L’exemple même, qui fera des émules, c’est Tata Harper, la « Green Beauty Queen ». Cette Colombienne installée dans le Vermont commence dès 2005, alors que le bio est encore un peu austère, à travailler sur sa marque, qu’elle lance en 2010. Elle séduit les influenceuses, les stars de la mode et les mannequins en créant des produits bio et «100% naturels » et en se démarquant du bio européen avec des produits qui réconcilient bio, efficace, clean et glamour. Les formules sont longues, avec jusqu’à 72 extraits de plantes, les packs en verre verts sont photogéniques et la créatrice se transforme en influenceuse en alimentant son compte Instagram de stories et master classes. Le succès est planétaire et crée un business model. 

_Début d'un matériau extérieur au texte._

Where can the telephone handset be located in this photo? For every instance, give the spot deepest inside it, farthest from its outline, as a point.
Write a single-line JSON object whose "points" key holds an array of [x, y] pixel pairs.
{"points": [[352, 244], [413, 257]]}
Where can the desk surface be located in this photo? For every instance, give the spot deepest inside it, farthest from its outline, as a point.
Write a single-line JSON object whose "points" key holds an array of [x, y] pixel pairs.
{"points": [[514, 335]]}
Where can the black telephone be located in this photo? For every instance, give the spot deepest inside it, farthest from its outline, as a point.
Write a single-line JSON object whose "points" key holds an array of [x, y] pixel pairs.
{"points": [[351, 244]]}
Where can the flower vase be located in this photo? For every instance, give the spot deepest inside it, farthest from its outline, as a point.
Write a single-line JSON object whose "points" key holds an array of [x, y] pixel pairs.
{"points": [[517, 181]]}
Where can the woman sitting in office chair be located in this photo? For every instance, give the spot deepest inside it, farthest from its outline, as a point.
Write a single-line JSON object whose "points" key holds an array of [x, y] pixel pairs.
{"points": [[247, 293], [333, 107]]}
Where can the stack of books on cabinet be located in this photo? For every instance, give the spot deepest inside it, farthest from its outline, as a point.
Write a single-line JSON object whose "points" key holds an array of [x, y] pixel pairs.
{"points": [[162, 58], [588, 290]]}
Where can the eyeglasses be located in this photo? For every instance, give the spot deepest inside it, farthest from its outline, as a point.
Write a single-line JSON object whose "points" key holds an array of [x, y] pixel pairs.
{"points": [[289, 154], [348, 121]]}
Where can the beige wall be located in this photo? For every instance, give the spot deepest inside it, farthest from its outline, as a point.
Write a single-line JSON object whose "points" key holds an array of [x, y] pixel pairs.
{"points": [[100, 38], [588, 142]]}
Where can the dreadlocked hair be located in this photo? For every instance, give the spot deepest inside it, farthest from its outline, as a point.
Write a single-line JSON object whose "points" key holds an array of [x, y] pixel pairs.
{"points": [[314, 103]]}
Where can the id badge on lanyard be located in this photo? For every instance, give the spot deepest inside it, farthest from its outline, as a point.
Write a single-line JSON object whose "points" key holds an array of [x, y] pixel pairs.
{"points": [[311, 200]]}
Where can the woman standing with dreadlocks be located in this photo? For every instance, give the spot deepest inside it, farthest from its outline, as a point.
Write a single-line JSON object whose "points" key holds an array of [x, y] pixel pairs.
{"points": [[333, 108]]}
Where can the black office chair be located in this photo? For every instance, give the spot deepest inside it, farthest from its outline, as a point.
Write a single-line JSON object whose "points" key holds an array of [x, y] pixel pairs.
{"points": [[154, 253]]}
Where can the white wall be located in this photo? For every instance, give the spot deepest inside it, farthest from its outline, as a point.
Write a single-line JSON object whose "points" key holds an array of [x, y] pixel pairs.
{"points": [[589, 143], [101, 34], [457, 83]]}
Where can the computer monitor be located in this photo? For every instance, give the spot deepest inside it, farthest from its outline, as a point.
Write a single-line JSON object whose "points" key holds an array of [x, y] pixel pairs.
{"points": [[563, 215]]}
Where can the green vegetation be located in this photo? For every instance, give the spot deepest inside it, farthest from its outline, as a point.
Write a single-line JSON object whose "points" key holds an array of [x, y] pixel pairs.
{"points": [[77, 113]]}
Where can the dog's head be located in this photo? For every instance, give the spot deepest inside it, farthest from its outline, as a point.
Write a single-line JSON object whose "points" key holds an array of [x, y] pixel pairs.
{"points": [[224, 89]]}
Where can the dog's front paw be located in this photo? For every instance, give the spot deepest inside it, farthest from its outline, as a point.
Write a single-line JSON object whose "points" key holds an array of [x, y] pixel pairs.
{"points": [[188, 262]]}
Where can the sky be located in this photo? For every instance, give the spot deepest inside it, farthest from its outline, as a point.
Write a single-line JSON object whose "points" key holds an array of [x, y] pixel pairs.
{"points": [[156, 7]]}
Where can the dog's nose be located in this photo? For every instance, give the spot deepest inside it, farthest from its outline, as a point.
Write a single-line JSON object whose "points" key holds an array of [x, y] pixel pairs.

Les pionnières de la Clean Beauty 2.0 

Depuis Tata Harper, les marques clean qui ont le vent en poupe sont toutes incarnées par une créatrice, qui plus est prolixe sur les réseaux sociaux. Quel que soit leur discours et positionnement, elles ont toutes émergé par le biais d’Internet puis Instagram. 

En Grande Bretagne, on distingue évidemment la marque Goop, de l’actrice devenue « prêtresse », Gwyneth Paltrow. Goop, d’abord blog de l’actrice montrant son mode de vie « New Age », livrant ses recettes « healthy » (saines) et opinions parfois controversées devient en 2011 une marque de cosmétiques, de mode et de compléments alimentaires. 

En France, Oh My Cream et Aime font référence. Juliette Lévy a d’abord créé le site marchand Oh My Cream, référençant exclusivement des marques tendance et clean, puis un réseau de boutiques avant de lancer sa marque éponyme. Mathilde Lacombe, après une première expérience au magazine ELLE, a lancé en France le premier système de box cosmétique, JolieBox devenue Birchbox, avant d’imaginer l’univers extrêmement léché de Aime, au concept In and Out, alliant compléments alimentaires rééquilibrants et cosmétiques clean. Mathilde Lacombe est devenue une influenceuse éminente, ce qui a permis à Aime de prendre son essor par le biais de sa large communauté Instagram. 

Vient ensuite Respire, qui avec seulement un déodorant, a fait de Justine Hutteau une star. Et nombreuses sont les marques qui depuis 2-3 ans suivent le mouvement de la Clean Beauty.